On a crazy college football Saturday that saw Michigan State pull out about the most improbable win since Stanford’s band came onto the field against Cal 33 years ago, the LSU Tigers beat previously undefeated Florida and claimed the top spot in the Anderson & Hester Rankings. In three weeks, the undefeated Tigers and star sophomore running back Leonard Fournette will travel to Tuscaloosa to play the Alabama Crimson Tide.
Twelfth-ranked Alabama lost earlier this year (at home) to Ole Miss, which lost on Saturday to now-#9 Memphis, which hasn’t yet lost to anyone. Such is the unpredictability of college football.
Closely following #1 LSU in the Anderson & Hester (A&H) Rankings are #2 Utah and #3 Michigan State. While these three teams haven’t exactly come out of nowhere—each has been either #1 or #2 in the season-ending A&H Rankings within the past eight years—none of them are even the marque team in their own half of their own conference. (Alabama in the SEC West, USC in the Pac-12 South, and Ohio State and Michigan in the Big Ten East, respectively, claim those distinctions.) But the Tigers, Utes, and Spartans—followed by the #4 Iowa Hawkeyes and #5 Clemson Tigers—have been the best teams so far when it comes to the object of the game: beating tough competition. Only time will tell whether they can keep up their early pace.
As for Michigan State, ESPN’s commentators have already begun discussing whether the Spartans should (in one commentator’s words) have “an asterisk” placed next to their incredible win over in-state rival Michigan—and whether the all-powerful College Football Playoff selection committee will choose to place one there. The answer, of course, is that winning isn’t everything; it’s the only thing. The Spartans beat the Wolverines in the Big House—end of story.
What the 13-member committee actually will do hinges on whether it wants to recognize the object of the game—winning—or substitute a different one—like playing impressively, even in defeat. Does it want to reward the teams that have earned the four playoff bids based on their success in winning on the field? Or does it want to hand out invitations like gamblers would—based on who they think would win hypothetical matchups going forward. Gamblers will surely put an asterisk next to the Spartans’ nearly miraculous win, which makes sense for their purposes. But the sport’s powers-that-be, who are supposed to be rewarding something nobler, shouldn’t even contemplate doing so.
Football isn’t a game in which teams need to be graded across 60 minutes based on style points.
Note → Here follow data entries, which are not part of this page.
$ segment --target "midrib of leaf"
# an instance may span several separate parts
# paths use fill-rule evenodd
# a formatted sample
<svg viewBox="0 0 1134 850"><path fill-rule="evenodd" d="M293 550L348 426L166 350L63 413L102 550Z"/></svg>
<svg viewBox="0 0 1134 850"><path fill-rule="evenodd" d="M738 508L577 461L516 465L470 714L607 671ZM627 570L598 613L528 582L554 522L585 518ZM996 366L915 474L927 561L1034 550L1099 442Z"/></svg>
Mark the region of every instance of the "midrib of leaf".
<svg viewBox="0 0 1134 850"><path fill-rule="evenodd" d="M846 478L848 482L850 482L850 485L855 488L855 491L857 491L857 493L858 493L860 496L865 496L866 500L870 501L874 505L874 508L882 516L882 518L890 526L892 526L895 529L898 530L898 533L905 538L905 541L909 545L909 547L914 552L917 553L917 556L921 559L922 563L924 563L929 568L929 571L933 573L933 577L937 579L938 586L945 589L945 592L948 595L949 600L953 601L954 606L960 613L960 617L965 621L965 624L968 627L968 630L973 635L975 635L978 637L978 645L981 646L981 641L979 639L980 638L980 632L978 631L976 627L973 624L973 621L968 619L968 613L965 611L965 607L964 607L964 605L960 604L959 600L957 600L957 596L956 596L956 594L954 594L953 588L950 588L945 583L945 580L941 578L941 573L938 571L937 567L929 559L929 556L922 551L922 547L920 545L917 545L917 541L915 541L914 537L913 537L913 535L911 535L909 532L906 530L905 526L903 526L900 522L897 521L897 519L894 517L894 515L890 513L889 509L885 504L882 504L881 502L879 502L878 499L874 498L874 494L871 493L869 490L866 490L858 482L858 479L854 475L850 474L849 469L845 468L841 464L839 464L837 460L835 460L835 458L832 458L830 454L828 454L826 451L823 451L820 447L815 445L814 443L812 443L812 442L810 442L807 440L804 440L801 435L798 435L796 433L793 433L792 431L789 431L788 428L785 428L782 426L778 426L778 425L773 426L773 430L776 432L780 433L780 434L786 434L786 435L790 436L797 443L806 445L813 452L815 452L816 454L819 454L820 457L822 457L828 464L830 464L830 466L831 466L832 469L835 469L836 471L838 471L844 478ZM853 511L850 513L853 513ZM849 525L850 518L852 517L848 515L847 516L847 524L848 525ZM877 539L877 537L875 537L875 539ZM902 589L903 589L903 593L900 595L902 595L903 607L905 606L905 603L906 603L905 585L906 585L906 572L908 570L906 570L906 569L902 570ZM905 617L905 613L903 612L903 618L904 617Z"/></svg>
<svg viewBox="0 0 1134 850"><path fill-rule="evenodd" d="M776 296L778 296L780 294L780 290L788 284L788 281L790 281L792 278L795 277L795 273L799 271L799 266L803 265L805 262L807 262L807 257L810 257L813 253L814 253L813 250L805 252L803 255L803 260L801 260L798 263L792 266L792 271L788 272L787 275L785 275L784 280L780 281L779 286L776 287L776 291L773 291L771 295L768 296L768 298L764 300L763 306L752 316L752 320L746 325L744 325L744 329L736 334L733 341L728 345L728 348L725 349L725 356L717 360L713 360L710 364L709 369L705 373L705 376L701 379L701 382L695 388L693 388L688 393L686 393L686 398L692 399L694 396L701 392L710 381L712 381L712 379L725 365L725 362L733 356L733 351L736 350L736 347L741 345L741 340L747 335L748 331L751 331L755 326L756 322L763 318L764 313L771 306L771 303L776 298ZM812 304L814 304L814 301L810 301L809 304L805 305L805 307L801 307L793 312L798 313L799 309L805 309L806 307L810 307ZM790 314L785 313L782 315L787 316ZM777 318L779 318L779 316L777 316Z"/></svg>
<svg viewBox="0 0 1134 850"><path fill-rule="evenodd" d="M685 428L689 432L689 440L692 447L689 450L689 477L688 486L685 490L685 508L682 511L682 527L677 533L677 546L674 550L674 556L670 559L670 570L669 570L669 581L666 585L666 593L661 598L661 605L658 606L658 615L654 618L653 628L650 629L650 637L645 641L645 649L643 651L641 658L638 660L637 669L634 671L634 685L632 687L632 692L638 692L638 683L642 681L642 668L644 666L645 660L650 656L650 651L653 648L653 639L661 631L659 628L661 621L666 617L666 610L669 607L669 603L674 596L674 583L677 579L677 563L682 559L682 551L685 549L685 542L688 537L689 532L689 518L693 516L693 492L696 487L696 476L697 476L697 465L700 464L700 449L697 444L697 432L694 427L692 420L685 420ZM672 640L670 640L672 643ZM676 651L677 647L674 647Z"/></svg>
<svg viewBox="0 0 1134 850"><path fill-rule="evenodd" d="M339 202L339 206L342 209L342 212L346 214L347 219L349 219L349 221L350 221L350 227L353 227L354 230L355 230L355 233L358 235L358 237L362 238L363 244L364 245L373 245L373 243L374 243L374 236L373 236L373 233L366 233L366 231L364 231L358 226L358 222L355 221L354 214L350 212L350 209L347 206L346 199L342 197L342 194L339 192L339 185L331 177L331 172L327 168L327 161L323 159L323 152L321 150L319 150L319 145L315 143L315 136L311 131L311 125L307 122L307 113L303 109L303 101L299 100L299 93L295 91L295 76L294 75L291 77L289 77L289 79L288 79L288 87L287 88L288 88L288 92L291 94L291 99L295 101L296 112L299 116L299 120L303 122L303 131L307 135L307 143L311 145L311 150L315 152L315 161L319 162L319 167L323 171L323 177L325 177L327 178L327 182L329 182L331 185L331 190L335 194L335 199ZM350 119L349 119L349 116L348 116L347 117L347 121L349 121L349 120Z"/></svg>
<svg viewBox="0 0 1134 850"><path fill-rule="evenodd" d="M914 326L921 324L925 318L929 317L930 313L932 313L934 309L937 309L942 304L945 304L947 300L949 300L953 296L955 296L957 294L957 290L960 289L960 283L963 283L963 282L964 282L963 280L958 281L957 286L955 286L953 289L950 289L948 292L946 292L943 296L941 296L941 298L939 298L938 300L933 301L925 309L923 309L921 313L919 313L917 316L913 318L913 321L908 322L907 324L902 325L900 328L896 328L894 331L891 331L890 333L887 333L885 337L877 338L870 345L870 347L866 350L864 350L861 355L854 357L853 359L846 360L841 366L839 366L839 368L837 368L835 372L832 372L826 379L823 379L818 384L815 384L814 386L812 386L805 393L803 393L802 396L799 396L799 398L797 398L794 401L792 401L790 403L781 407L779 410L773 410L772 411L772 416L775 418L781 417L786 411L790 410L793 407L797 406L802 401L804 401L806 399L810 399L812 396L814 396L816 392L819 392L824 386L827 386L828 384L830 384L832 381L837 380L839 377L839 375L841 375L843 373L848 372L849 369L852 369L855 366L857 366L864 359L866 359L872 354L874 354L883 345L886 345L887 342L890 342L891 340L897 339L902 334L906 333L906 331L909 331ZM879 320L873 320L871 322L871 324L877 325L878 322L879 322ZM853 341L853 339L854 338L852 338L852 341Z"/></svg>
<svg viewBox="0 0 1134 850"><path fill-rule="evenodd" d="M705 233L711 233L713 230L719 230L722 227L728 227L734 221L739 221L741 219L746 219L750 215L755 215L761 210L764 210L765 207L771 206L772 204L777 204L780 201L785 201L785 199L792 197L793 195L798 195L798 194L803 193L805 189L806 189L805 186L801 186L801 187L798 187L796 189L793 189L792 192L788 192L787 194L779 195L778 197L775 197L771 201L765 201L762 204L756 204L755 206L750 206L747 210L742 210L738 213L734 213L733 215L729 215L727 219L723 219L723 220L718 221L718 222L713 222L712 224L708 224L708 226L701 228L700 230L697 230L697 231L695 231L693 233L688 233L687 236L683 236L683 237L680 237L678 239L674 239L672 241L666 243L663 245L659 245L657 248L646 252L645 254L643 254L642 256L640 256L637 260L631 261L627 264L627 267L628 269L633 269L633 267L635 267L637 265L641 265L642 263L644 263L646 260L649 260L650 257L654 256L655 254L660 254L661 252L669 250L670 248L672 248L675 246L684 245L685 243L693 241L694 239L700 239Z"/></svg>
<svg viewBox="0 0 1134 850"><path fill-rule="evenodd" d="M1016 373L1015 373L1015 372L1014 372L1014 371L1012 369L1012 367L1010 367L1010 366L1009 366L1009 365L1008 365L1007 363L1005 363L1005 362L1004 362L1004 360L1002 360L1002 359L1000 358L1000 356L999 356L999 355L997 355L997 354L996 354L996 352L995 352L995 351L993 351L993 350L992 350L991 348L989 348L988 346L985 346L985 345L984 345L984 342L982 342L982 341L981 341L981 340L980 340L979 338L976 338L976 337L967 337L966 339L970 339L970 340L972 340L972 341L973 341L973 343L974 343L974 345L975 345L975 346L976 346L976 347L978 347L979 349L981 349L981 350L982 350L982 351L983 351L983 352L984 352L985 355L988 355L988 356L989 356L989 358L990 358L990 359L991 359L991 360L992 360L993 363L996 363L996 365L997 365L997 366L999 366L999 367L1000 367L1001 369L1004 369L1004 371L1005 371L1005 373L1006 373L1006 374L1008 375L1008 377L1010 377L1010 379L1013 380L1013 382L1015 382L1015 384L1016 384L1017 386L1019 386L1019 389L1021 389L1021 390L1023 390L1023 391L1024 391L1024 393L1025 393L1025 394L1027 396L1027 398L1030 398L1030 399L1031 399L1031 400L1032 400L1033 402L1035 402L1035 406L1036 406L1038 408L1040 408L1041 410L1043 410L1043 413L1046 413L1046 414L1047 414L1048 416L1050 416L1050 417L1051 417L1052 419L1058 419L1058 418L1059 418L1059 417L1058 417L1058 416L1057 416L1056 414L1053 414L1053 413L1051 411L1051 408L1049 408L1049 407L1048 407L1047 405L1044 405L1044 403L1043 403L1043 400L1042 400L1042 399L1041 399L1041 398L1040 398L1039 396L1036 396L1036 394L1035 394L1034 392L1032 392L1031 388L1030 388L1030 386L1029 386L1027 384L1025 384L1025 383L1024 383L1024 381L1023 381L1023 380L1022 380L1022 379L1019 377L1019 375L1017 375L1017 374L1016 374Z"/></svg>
Save such subjective scoring for those unfortunate sports (gymnastics, diving, etc.) without finish lines or scoreboards. In football, if you didn’t win, you lost—and the Spartans won in dramatic, heroic, never-give-up fashion. That’s what college football is all about.
Anderson is co-creator of the Anderson & Hester Rankings, which were part of college football’s Bowl Championship Series throughout the BCS’s entire 16-year run (1998-2014).